Das meiste, einschließlich so Sachen wie Ausrüstung, Astralenergie u. Ä., wird davon einfach schon "by the book" abgedeckt – besonders, wenn man den Grundsatz "Aspects are always true" (Aspekte geben oder verweigern Permissions) stark betont. Insbesondere die neue "Success with a Cost"-Regel macht einiges viel, viel einfacher...eine Cost kann von einem Gegentreffer über verbrauchte Munition bis zu schwindender Astralenergie so ziemlich alles sein, kein Grund mehr, das zwingend über neue Stress-Tracks o. Ä. abzubilden.
Vermeiden würde ich jedenfalls Gleichsetzungen à la "Skill-Level X bedeutet, du kannst Y Kilo heben", oder so ähnlich. Ich weiß, dass das in FATE3.0 so absolut üblich war, aber in einer Fate Core-Umsetzung würde ich definitiv darauf verzichten – siehe den Abschnitt
Skills and Specific Measurements in Fate Core.

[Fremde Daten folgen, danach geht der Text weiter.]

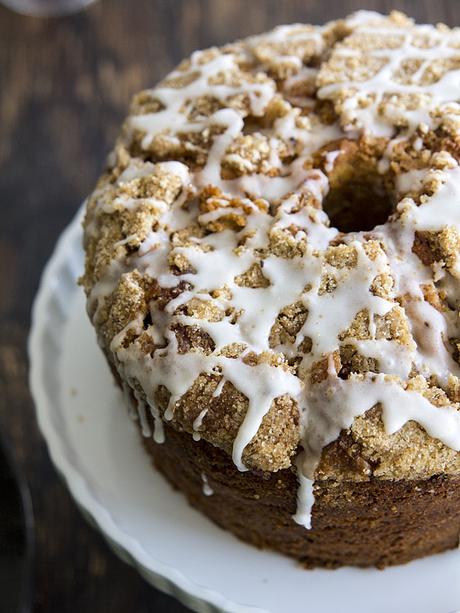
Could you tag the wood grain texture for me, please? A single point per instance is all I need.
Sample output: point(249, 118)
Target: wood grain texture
point(64, 88)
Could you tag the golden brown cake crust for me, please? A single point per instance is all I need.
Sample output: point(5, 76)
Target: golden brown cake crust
point(273, 272)
point(373, 523)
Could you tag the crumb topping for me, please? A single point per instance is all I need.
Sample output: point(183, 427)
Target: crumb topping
point(272, 256)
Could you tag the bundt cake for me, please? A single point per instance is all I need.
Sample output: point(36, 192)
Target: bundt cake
point(273, 272)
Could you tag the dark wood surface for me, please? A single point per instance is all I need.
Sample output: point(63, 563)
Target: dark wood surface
point(64, 87)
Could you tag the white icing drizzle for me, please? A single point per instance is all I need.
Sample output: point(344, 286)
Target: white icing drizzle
point(218, 259)
point(362, 107)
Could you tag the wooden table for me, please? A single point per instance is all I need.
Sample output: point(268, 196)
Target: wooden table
point(64, 87)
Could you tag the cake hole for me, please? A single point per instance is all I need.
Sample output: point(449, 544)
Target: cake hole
point(359, 198)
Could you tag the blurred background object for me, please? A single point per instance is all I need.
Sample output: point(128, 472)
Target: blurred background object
point(16, 536)
point(46, 8)
point(65, 86)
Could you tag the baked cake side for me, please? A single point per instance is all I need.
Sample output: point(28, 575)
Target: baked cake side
point(272, 269)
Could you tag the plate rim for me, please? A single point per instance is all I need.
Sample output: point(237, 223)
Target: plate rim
point(162, 575)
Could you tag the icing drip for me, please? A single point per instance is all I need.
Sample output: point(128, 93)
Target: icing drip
point(335, 299)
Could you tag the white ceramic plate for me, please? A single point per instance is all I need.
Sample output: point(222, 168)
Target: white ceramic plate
point(96, 448)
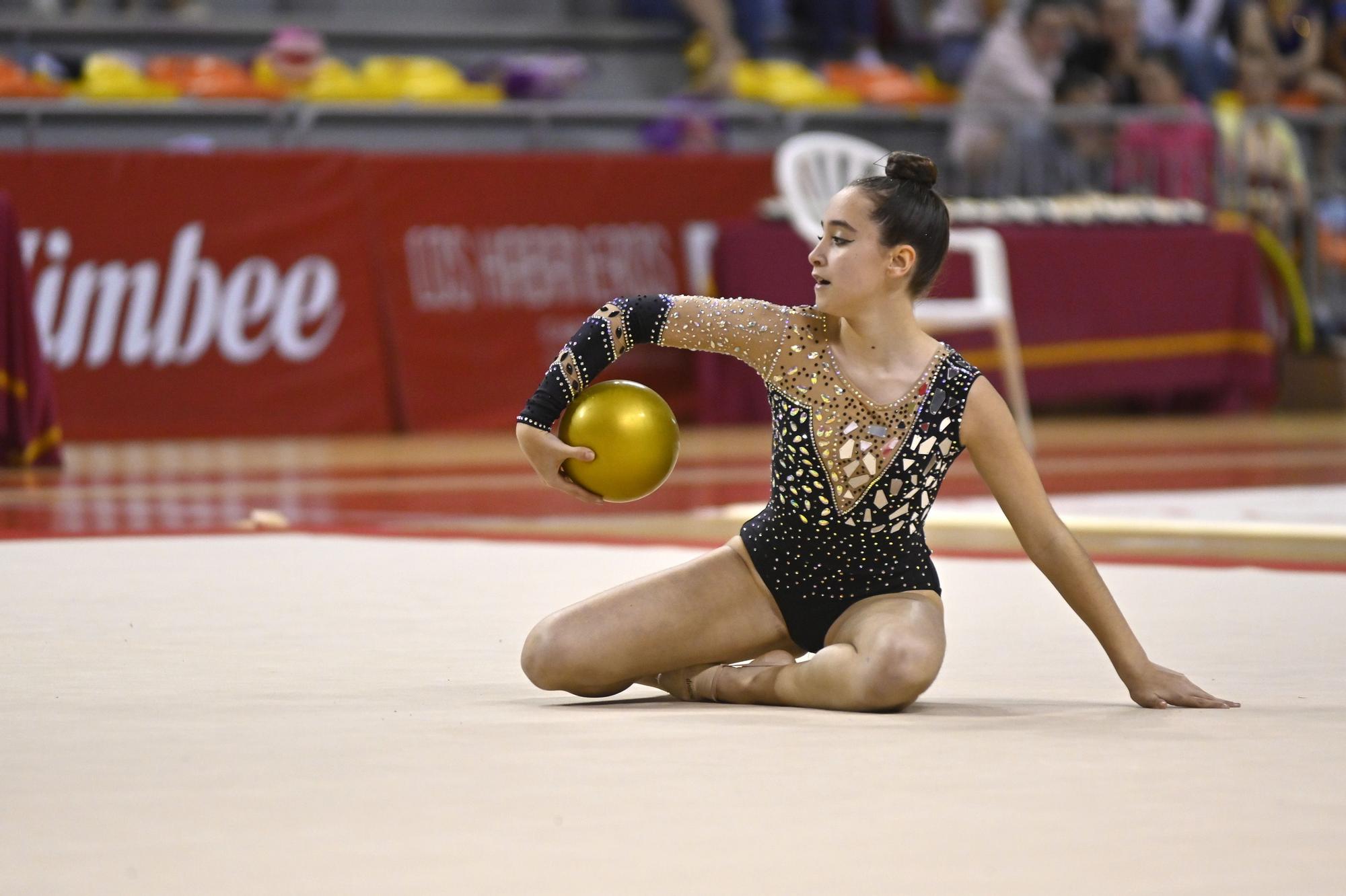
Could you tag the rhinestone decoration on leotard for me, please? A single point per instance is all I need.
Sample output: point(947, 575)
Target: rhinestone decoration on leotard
point(851, 481)
point(857, 439)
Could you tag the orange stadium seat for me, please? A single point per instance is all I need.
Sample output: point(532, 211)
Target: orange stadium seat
point(17, 83)
point(209, 77)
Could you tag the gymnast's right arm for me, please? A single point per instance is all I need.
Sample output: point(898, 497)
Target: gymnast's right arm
point(746, 329)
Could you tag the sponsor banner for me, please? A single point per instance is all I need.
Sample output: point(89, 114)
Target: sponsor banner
point(201, 295)
point(316, 293)
point(492, 263)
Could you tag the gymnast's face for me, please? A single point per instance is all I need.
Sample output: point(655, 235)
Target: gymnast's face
point(851, 268)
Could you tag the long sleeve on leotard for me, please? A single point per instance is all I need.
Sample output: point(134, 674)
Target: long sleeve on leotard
point(748, 329)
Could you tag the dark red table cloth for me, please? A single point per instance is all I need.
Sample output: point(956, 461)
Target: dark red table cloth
point(1166, 317)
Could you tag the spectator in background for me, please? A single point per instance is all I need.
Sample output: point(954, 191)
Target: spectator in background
point(717, 20)
point(1072, 157)
point(846, 30)
point(1172, 157)
point(1013, 76)
point(1262, 154)
point(1195, 30)
point(958, 28)
point(1114, 50)
point(1291, 37)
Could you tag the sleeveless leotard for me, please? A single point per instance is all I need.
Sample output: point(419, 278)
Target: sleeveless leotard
point(851, 481)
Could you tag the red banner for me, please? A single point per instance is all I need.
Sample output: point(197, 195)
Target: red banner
point(493, 263)
point(203, 295)
point(270, 294)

Vor allem würde ich die Skill-Liste absolut nicht länger machen als unbedingt notwendig und so nahe als möglich bei jener von Fate Core bleiben. Ich hab gerade in der Google+ Community einen
Kommentar zu dem Thema geschrieben, der damit zusammenhängt. Klar, es gibt in Aventurien unglaublich viele Spezialgebiete, aber Skills in Fate bilden nicht nur "innerweltliche" Wissens- und Kompetenzgebiete ab, sondern vor allem emulieren sie Charakter-Rollen/Nischen, was dadurch verstärkt wird, dass jeder Charakter (zumindest zu Spielbeginn) nur genau einen Apex-Skill hat: Wenn du einen hohen Lore-Skill hast ist dein Charakter nicht nur sehr gelehrt in allen möglichen Wissensgebieten, sondern du bist der "Lore Guy" und wirst natürlich versuchen, alle möglichen Herausforderungen mittels Lore zu lösen – das ist kein Bug, sondern ein Feature.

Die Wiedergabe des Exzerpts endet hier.